On the one hand, to think simplistically and optimistically, large institutions entering into the metaverse simply provides more content for metaverse natives to interact with. More content is a good thing, as is content from popular brands that might be familiar to those who are not metaverse natives. Additionally, social media networks allowing users to verify their NFTs as profile pictures furthers the reach of those NFTs and validates the concept at large. The difference between an authentic NFT profile picture and a right-click-saved one becomes immediately apparent. Further, the fact that institutions are willing to interact with and publish content to the metaverse means that they are flexible. Perhaps they are even willing to let go of the current stranglehold they have over who can earn what from their content across a myriad of different platforms. This is where the praise will cease, however, as we begin to think more critically.
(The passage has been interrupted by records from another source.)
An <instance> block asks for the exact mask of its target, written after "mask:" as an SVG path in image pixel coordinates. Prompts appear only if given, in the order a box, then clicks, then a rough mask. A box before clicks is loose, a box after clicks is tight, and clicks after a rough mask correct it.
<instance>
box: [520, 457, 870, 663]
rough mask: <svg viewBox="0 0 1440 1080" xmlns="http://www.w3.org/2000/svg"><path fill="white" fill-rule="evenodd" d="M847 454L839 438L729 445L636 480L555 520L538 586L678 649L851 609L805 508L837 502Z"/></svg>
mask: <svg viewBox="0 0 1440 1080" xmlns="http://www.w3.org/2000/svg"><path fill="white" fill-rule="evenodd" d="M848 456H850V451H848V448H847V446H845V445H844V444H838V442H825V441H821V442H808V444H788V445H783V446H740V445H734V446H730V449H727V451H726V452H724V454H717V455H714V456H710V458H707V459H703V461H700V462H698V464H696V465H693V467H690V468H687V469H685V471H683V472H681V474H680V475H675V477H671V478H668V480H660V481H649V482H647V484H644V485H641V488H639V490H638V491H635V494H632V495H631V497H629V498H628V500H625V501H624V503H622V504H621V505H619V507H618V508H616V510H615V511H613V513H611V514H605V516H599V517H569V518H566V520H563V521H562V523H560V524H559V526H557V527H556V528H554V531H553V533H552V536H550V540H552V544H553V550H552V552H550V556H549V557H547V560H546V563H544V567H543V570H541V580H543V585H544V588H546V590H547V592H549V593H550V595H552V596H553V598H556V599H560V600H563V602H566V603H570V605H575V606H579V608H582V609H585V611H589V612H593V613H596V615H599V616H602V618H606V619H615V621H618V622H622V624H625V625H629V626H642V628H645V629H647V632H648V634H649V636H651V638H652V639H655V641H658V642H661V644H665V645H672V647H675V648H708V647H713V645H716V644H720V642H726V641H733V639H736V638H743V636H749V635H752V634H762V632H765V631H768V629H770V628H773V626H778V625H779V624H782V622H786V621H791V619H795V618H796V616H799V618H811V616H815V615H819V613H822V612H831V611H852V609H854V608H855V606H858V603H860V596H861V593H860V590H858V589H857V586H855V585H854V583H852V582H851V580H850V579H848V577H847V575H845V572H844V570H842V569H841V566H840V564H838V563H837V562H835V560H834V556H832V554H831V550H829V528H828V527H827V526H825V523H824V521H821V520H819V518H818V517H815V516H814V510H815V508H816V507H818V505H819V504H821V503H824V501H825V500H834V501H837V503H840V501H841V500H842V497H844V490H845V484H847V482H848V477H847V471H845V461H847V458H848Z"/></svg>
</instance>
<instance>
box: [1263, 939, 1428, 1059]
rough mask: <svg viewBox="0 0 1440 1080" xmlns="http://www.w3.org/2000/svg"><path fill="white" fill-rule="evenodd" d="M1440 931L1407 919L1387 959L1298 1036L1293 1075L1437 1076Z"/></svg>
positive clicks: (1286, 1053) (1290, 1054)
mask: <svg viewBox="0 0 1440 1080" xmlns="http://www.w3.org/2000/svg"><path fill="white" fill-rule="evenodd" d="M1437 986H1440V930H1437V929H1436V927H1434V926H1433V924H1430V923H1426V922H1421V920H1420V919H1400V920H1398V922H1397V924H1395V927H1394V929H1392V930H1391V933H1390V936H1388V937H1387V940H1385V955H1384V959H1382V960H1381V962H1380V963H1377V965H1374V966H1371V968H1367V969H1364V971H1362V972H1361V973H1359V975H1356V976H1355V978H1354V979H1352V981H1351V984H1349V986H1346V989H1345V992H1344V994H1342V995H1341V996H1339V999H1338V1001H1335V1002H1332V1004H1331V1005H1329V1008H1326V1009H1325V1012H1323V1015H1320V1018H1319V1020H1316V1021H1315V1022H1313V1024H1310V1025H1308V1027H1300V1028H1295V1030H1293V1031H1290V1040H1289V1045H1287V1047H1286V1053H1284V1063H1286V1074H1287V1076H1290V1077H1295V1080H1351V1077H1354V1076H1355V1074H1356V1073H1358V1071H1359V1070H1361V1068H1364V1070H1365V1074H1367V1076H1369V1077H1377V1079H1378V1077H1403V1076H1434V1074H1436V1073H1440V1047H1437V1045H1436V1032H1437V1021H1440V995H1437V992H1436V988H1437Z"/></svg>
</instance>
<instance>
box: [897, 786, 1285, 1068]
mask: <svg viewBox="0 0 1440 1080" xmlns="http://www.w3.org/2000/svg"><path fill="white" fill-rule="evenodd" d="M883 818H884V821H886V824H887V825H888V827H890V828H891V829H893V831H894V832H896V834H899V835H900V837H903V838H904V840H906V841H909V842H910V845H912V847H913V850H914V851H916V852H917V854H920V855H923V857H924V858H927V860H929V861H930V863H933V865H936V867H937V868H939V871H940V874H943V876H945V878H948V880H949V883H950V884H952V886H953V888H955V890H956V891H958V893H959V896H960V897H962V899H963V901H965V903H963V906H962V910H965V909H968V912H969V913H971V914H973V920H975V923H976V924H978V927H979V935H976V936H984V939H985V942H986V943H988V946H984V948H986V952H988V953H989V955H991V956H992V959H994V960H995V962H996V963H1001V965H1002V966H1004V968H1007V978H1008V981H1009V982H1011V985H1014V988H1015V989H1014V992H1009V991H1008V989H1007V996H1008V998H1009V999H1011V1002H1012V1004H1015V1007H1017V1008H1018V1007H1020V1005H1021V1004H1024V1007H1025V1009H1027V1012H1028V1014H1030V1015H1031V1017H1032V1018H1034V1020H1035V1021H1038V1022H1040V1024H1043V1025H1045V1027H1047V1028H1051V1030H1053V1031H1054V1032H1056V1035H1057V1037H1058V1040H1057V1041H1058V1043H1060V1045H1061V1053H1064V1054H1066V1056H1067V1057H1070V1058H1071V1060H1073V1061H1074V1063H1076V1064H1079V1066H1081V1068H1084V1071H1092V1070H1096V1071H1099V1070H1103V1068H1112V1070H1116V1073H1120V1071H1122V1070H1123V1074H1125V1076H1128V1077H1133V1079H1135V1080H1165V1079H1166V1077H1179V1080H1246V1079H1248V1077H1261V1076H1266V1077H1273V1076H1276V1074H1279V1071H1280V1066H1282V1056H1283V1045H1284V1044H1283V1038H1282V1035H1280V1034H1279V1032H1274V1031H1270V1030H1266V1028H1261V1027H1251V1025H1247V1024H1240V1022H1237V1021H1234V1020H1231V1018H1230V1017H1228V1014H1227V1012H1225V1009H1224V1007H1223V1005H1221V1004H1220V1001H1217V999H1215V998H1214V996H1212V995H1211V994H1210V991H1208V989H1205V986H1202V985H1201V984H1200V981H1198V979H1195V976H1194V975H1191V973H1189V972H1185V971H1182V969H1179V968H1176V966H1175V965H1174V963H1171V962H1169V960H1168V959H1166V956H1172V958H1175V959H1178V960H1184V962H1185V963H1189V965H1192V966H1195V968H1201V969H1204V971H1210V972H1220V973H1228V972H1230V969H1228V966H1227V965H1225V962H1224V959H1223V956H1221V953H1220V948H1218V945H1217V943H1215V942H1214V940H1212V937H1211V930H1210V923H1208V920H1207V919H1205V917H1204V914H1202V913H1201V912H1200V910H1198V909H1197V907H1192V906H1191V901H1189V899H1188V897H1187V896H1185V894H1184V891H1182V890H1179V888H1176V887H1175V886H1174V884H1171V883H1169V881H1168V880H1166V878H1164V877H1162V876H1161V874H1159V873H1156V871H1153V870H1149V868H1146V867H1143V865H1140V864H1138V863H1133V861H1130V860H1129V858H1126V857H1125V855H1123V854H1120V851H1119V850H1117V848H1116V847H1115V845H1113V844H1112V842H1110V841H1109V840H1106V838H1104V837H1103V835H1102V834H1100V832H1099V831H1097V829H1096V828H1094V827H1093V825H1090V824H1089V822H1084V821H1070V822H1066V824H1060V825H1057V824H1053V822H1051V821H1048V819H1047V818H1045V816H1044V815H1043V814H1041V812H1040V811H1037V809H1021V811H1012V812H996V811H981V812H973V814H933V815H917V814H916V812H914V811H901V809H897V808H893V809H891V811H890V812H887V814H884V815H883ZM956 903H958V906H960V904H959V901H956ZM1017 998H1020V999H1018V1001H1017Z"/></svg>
On the other hand, NFTs and the metaverse are diametrically opposed to what institutions and corporations represent. Game publishers, for example, rake in buckets of cash from in-app purchases for digital collectibles that are effectively “rented” to customers. Leave the game and you leave behind all of the real money and time you spent on the items, with no way of recovering it. But you could, of course, do it all again in the next game. Do you really think that these organisations would want to change their extremely successful business models over to NFTs and allow users to recapture value? Absolutely not. In this light, many (but not all) of the institutions who have entered this space are actively looking to remove value from it. While Meta may be playing nicely with NFTs now, their egregiously high 47.5% planned commission on NFT sales within their Horizon Worlds metaverse platform — on top of selling the headsets required for access — should tell you something. They are not interested in building an open, interoperable metaverse platform that will provide value to a user but rather a walled garden that they can charge entrants to enter or exit. Sounds like quite the gig, but we aren’t sitting in a boardroom looking for ways to spend our way into profitability for our dying platform.

Nope, we aren’t executives. We are the users, movers and shakers who were already here in the Metaverse before corporations showed up. The good thing about that is the ultimate power to vote on the future of the industry lies with us. We get to decide who will be successful and who will fail with our actions. The corporations depend on us to turn a profit, their sole motive. However, metaverse natives have a different motive. Whether it be art, community or disrupting power structures, a simple lack of profit will never stop the relentless building taking place in the space.

So keep building, keep exploring the metaverse and maybe even embrace an NFT profile picture on your social media network of choice. Just remember that you indirectly vote on the winners and losers in this space with your capital, so ensure how it is spent lines up with the values that you hold.